Acceleration in conservation of momentum problem

[dimitri151]

If a moving point mass collides with a point mass at rest then you can find the resulting velocities by conservation of momentum and conservation of kinetic energy. Are the accelerations in this case said to be infinite in the sense that the changes to the velocities happen instantaneously?

 

[dextercioby]

Nothing happens instantaneously. I think the 'time of collision' is assumed small, but non=zero in any theoretical treatment.

 

[Matterwave]

The first object will impart a certain impulse to the second object. The time of collision will be very short, but will not be 0. The forces will be large, but short forces between the two objects.

See: http://en.wikipedia.org/wiki/Impulse_(physics)

 

[CWatters]

The time or distance over which the collision occurs typically depends on the physical properties of the objects. The shorter the time or distance over which the collision occurs the higher the forces and accelerations involved.

It's not always true that force * time = constant but that's a useful concept when solving some types of problem. You may not always know the duration of the impact.

 

[dimitri151]

Is it like this: The conservation of momentum/kinetic energy tells you what the masses are doing before and after the collision, but not during, except perhaps that if a velocity is greater or less after collision then velocity is rising or decreasing during the collision in a continuous way.

 

[Khashishi]

Sort of. Conservation of momentum always holds, even during the collision. The reason you can't use conservation of kinetic energy during the collision is because there is some potential energy between the two colliding bodies due to forces between them (and due to some deformation of the objects, if they are not point particles), and it is the total energy that is conserved, not the kinetic energy. Before and after the collision, the bodies are far apart, so the potential energy between them is small enough to neglect in the calculation.

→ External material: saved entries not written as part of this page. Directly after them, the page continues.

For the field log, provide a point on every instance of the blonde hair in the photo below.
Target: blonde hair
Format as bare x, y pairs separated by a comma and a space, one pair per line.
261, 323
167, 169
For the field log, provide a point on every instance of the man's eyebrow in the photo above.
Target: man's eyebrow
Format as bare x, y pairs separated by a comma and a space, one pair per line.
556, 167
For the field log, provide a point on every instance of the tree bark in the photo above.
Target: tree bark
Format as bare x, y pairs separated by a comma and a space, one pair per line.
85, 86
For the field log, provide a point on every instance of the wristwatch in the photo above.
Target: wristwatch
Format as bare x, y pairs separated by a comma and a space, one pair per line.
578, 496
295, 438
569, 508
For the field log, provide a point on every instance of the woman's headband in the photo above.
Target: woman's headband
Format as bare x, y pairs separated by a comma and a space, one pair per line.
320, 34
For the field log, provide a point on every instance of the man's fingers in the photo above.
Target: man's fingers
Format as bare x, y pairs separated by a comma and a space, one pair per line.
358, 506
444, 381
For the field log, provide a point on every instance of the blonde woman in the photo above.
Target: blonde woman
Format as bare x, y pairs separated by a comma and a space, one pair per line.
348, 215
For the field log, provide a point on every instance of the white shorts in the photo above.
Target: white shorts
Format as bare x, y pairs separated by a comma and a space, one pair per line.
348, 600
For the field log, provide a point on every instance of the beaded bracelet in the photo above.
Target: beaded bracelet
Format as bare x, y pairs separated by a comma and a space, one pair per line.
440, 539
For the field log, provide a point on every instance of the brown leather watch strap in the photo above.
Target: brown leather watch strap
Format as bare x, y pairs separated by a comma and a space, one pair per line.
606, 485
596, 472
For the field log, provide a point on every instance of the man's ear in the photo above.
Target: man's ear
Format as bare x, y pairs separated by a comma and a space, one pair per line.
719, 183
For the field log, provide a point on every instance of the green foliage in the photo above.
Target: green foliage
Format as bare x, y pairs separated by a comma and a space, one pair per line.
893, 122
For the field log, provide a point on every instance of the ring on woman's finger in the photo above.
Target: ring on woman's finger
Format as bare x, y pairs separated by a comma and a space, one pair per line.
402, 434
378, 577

Collisions between point particles always occur over some range.

 

[Orodruin]

For the sake of the OP, I would like to elaborate a bit on this last point.

Two point particles can never collide in the sense that two extended hard spheres can by coming into contact with each other, the classical cross section for this is zero. Instead, a collision of point particles must be mediated by a ranged interaction such as electromagnetism or gravity. In those cases, the EM/gravity forces are acting on the particles for non-zero duration and the involved forces are not infinite.